“Your friend Dianne has been calling nonstop about you,” Alfred went on. “She had hoped they would release you on bail. She’s already at the gala—many attendees are still going there in support of you and in honor of the mayor.”
Dianne. The gala. The black carpet on the TV. Bruce suddenly remembered, and his eyes shot back up to focus on the TVs. Sure enough, the Ada drones from WayneTech were already out in full force, looming at the entrance leading into the Gotham City Concert Hall. The event’s tone had turned somber since the mayor’s death, and black draped the sides of the concert hall’s walls, the cloths threaded in silver with the gala’s original diamond-shaped logo. Guests arrived in black, too, treating the event as less of a celebration and more as a memorial to the mayor.
Bruce’s eyes went back to the gala’s diamond-shaped logo—a logo that looked almost exactly like the diamond shape that Madeleine’s letter to him folded into. He froze. A fist of ice closed around his heart.
All of Gotham City’s elite would be at the gala tonight. The Nightwalkers are going to strike there, in one fell swoop. All this time, they had been stockpiling weapons in anticipation for this, their biggest operation. And Madeleine had hinted it to him with the shape of her note.
“Alfred,” he said urgently. “Call Dianne. Tell her to catch a cab back home right away. Now. She shouldn’t be there tonight. Get her out of there. Tell her, tell her—”
“Master Wayne, calm down.” There was a short pause on the other end, and then Alfred said, “I’ll call her immediately. What’s going on?”
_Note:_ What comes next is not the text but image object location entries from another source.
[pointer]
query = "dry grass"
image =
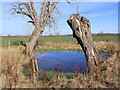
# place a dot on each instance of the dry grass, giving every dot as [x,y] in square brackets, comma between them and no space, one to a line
[14,61]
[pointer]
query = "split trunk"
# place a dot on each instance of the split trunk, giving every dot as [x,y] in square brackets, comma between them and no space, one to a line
[81,31]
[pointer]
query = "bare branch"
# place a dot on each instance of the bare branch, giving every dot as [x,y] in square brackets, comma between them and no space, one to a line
[43,11]
[51,9]
[24,13]
[28,9]
[34,11]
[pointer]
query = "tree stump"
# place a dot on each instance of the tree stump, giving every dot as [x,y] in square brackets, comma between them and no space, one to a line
[81,31]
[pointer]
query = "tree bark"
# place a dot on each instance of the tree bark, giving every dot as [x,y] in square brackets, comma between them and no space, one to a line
[81,31]
[31,47]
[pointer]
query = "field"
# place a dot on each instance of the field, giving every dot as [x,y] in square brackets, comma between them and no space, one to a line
[16,72]
[15,40]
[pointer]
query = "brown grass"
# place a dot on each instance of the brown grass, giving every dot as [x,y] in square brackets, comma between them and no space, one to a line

Bruce opened his mouth to answer, but he noticed then that others in the police precinct offices, beyond the glass window of his phone booth, had turned their attention to the TVs, too. No. On the screens, he could see the journalist suddenly turn around as the sound of screams came from somewhere inside the building. Police cars pulled up to the main entrance. Among them were Ada security drones and two SWAT trucks, and Bruce looked on in horror as officers poured out of the back of the vehicles, armed with rifles and bulletproof vests. It’s too late.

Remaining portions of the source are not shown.